Status | Assigned | Task | ||
---|---|---|---|---|
Resolved | None | T12538 4 Sept PowerDNS Outage across on some servers | ||
Open | Universal_Omega | T12539 Fix our ability to respond to outages that require Proxmox |
Event Timeline
Tried rebooting some servers, but that doesn't seem to be a lasting solution. Not sure what the exact problem is. I suspect something network related, but all I really have to go off of is:
Sep 4 05:42:49 swiftproxy171 pdns-recursor[608]: msg="Failed to update . records" error="Too much time waiting for .|NS, timeouts: 5, throttles: 0, queries: 6, 7508msec" subsystem="housekeeping" level="0" prio="Error" tid="0" ts="1725428569.875" exception="ImmediateServFailException" Sep 4 05:42:49 swiftproxy171 pdns-recursor[608]: msg="Failed to update . records" subsystem="housekeeping" level="0" prio="Warning" tid="0" ts="1725428569.875" rcode="-1"
Finished rebooting affected servers and we seem to be all up now.

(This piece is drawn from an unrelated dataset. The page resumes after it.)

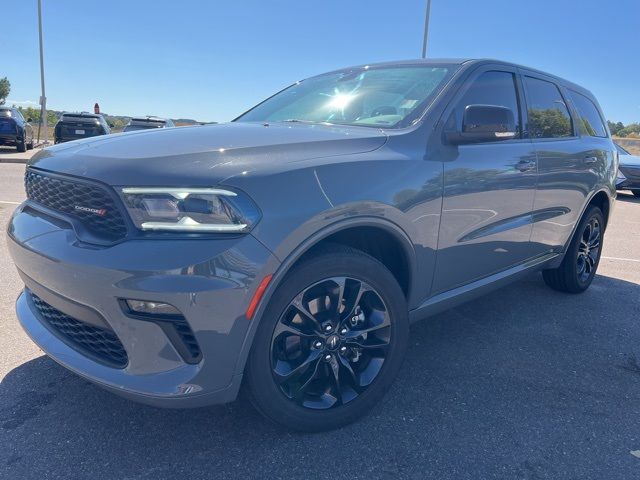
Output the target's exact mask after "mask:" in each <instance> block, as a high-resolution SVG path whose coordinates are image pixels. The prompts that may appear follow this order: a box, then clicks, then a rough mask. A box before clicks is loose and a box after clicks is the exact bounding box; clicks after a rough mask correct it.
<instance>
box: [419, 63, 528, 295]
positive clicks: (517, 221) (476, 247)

Barring a proper post-mortem, this is hopefully resolved. cc @OrangeStar @Universal_Omega
Tentatively resolved again, waiting for confirmation from the datacenter on what exactly happened. They did say it was resolved, but I would like to continue monitoring for a bit to ensure services don't go back down.
@Void yep, this is resolved and we have an explanation on what happened from FiberState.
It was related to neighbor discovery on one of our distribution switches. We've made a change to the VLAN that should take care of it.
Closing this.
This is likely due to those servers losing IPv6 connectivity and thus being unable to query the DNS.